Aktualisiert 12.11.2014 13:41

KleidergrössenWo fängt eigentlich Plus-Size an?

Wollte die Modeindustrie mit dem Plus-Size-Mode-Trend dem Konfektionsdrill entgegenwirken, erhitzt nun auch dieser in Blogs und Foren die Gemüter.

von
Monika Rufener

Obwohl man in der Modeindustrie gerne dem Trend voraus ist, hat man die grosse Nachfrage nach einer breiteren Auswahl von Konfektionsgrössen und entsprechenden Models erst in den letzten paar Jahren als Marketinginstrument entdeckt. Doch die Fashion-Branche tut sich schwer damit, den richtigen Umgang mit dem Thema Plus-Size zu finden. Es entbrannten Debatten darüber, welche Konfektionsgrösse ein Plus-Size-Model denn haben sollte und ab welcher Grösse Plus-Size beginnt. Die Gretchenfrage lautet also: Was ist Plus-Size und was nicht?

Fakt ist, das gemäss einer von «Die Welt» zitierten Studie 15 Prozent aller deutschen Frauen die Kleidergrösse 36 und kleiner tragen, ein Fünftel 40 und die meistgetragene Kleidergrösse ist die 38. Für Übergrössen-Linien werden bereits Models mit Kleidergrösse 36 gebucht. Wie das Model Madeline Hill in einem Erfahrungsbericht auf «Fashionista.com» schreibt, wurde sie nach einer leichten Gewichtszunahme bei einem Casting dazu angehalten, in der Übergrössen-Kategorie Fuss zu fassen. Obwohl sie dies zuerst als Beleidigung empfand, wagte sie den Schritt ins sogenannte Übergrössen-Segment und das sehr erfolgreich – mit Kleidergrösse 36 wohlgemerkt.

Eines der prominentesten Plus-Size-Models und das aktuelle Gesicht der Mango-Übergrössen-Kampagne Robyn Lawley trägt Konfektionsgrösse 40. Gut, dass die Kollektion von Mango bereits bei 40 anfängt, sonst könnte sie die Übergrössen-Teile gar nicht tragen – und genau hier fängt das nächste Problem an.

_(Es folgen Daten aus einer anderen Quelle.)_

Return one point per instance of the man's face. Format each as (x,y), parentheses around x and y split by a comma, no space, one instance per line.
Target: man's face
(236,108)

Konfektionsgrösse 40 in der Übergrössen-Abteilung

Offenbar versteht jeder und jede etwas anderes unter Plus-Size. Dass Mango bereits die Konfektionsgrösse 40, also die Grösse M/L, als Übergrösse verkauft, sorgte in vielen Foren und Blogs für Aufregung. In Spanien gab es gemäss «Die Welt» gar eine Petition gegen die Linie von Mango, da sie ein «völlig verzerrtes Bild der Wirklichkeit transportiere», wenn bereits die Konfektionsgrösse 40 als Übergrösse verkauft werde. Die italienische Modemarke Brandy&Melville, die besonders beim sehr jungen Publikum überaus beliebt ist, verzichtet derweil ganz auf ein grösseres Konfektionsgrössen-Spektrum. Brandy&Melville hat lediglich S und eine «One size fits most»-Grösse im Angebot, die nur leicht weiter geschnitten ist. In einer Stellungnahme gegenüber «USA Today» erklärt das Modehaus, dass trotzdem jeder Kunde etwas in seinen Filialen finden kann, und «wenn es nur eine Tasche ist».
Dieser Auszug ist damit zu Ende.